Morgan hurle, touché dans sa virilité, comme tout ceux de son espèce, macho jusque dans l'âme. De l'eau peut tuer, c'est connu. Quel réaction d'enfant ! S'en est choquant. Je retiens un rire.
Le garçon arrive tout penaud avec la note et se répand en excuse face à son client.
- Ce n'est rien, articule ce dernier les mâchoires serrées.
Son regard me transperce littéralement. Il dépose des billets dans la petite soucoupe prévue à cet effet. Morgan me prend le bras et m'emmène hors du restaurant. Devant tout le monde, je ne dis rien mais hors de l'établissement, je lui demande avec le plus de respect de me lâcher mais au lieu de ça il resserre sa prise. Je proteste encore et il répond :
- Taisez vous !
- Lâchez moi !
Sa main disponible se plaque sur ma bouche et me contraint au silence. Je tente de le mordre pour qu'il me libère, en vain. Nous remontons une rue, tournons et pénétrons dans un bois, sombre à cette heure. De plus, les rayons de lune peinent à transpercer le feuillage dense.
Il me laisse enfin mais maintient sa prise sur mon bras droit :
- Nous voilà arrivés, c'est que vous n'êtes pas facile à maîtriser, se plaint-il.

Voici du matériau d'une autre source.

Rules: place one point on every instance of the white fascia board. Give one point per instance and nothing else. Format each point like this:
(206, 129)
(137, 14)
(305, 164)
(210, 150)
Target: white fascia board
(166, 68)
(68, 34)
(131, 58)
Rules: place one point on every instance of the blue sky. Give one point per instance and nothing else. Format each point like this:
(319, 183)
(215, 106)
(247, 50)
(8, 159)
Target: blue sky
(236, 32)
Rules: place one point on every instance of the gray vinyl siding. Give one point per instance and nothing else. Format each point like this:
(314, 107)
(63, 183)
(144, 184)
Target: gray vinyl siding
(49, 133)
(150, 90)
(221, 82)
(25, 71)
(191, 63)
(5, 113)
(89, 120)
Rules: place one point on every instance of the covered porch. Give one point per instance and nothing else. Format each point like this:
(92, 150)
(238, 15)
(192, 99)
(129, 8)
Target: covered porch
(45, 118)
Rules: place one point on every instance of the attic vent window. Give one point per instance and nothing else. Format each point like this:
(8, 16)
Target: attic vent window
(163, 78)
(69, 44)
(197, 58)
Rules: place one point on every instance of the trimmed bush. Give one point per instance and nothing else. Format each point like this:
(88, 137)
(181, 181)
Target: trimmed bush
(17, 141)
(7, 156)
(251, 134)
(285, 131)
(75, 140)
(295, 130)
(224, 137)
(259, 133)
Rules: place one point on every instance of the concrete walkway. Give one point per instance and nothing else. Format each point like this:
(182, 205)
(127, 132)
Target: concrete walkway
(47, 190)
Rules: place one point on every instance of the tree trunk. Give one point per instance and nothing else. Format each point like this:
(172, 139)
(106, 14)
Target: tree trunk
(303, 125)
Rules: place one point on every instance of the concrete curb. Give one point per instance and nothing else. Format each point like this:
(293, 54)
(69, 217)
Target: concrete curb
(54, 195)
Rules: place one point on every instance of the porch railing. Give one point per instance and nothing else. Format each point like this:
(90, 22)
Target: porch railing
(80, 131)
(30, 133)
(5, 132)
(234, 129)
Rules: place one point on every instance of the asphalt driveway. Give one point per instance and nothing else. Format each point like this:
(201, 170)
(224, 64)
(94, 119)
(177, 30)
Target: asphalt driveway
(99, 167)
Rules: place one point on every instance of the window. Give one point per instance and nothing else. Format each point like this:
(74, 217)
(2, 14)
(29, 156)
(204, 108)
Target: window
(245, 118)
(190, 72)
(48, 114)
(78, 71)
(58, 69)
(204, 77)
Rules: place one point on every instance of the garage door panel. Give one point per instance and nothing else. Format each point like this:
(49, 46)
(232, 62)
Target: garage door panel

- Qu'allez-vous me faire ?! paniqué-je.
Je m'imagine tous les scénarios possibles et ceux-ci font redoublés ma peur grandissante.
- Rien de ce à quoi vous pensez, calmez vous.
Son ton beaucoup plus calme, ne fait qu'augmenter mes craintes. C'est sûr ! C'est un tueur en série ou quelque chose qui s'en rapproche.
- Non !
Je réussis à m'extraire de son emprise et porte une main instinctive à ma chaussure.
Le talon aiguille en avant pour me défendre.
- Posez ça!
Je refuse de me plier à lui, même si je pourrai finir en prison à cause de ça. Il n'attend pas et, de sa main ferme et agile, s'empare de la chaussure et la jette au loin. En une fraction de seconde, je me retrouve avec son bras sous ma gorge et plaquée contre un arbre. Le choc me blesse au dos.
- Je vous avais prévenue, dit-il doucement. Morgan me lie les mains avec une sorte de fine corde, sûrement sortie d'une de ses poches, et la serre au maximum. Avec une pression sur mon épaule, il me fait asseoir vulgairement par terre.
Il contourne un buisson et j'entends le bruit familier d'un mécanisme. Le sol tremble et... s'ouvre ? Une plaque s'abaisse laissant apparaître un escalier caché.
- Qu'est ce que...
- Chut, me coupe-t-il, puis m'emmène à l'intérieur.